The surprising connection between coffee and temporary noise-induced hearing loss

Stand too close to fireworks, subway trains or rock concerts and you’ll exceed the level we can sustain before risking hearing loss: about 90 – 95 dB. And according to a new JAMA study, your chances of recovering from temporarily impaired hearing are reduced by caffeine.


It is commonly known that exposing the ear to loud noises can result in temporary hearing reduction, which is usually reversible in the first 72 hours after exposure. In a recent study (albeit of Guinea pigs rather than humans), two groups of guinea pigs were exposed to loud music – one group had been given caffeine before the music started, the other group had not.  The non-caffeine group were the first to make a full hearing recovery.

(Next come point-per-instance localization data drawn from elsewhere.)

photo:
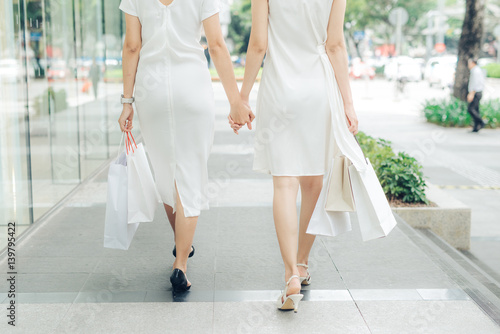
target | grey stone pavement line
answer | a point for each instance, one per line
(69, 283)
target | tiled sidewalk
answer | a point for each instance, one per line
(69, 283)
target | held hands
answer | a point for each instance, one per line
(241, 114)
(352, 119)
(126, 118)
(470, 97)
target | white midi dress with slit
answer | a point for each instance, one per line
(174, 97)
(301, 122)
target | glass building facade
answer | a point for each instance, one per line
(60, 83)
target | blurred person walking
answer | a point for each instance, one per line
(296, 134)
(476, 86)
(165, 62)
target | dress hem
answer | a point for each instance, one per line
(267, 171)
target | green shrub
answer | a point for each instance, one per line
(492, 70)
(58, 100)
(453, 112)
(400, 175)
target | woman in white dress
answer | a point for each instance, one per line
(297, 129)
(165, 62)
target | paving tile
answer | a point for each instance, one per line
(397, 279)
(36, 318)
(125, 280)
(45, 297)
(53, 282)
(437, 317)
(443, 294)
(134, 318)
(108, 296)
(57, 264)
(385, 294)
(263, 317)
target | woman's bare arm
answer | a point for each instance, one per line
(337, 53)
(257, 46)
(240, 114)
(130, 59)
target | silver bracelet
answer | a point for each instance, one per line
(127, 100)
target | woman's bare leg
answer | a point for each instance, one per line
(171, 215)
(184, 234)
(310, 187)
(285, 221)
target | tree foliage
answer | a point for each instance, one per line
(360, 15)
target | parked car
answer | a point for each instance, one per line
(403, 67)
(10, 70)
(440, 71)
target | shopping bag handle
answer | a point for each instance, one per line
(364, 156)
(129, 139)
(120, 145)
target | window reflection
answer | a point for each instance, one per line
(60, 83)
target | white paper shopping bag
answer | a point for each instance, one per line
(143, 197)
(118, 234)
(374, 213)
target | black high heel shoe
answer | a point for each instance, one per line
(174, 252)
(179, 280)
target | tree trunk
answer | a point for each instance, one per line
(469, 45)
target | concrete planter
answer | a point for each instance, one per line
(451, 219)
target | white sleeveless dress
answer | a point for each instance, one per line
(300, 119)
(175, 102)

The researchers concluded that drinking caffeine after being exposed to loud noises poses more of a risk than benefit when it comes to a person’s hearing, but admitted that further research is required.


The National Institute on Deafness and Other Communication Disorders (NIDCD) found that around 15% of Americans aged 20-69 have hearing loss that may have been caused by exposure to loud noises. The good news is that this type of hearing loss can be prevented by reducing your exposure to loud noises, either by moving away from it or wearing earplugs.


We’d never tell you to stay away from a morning coffee – just stay away from loud noises while doing so!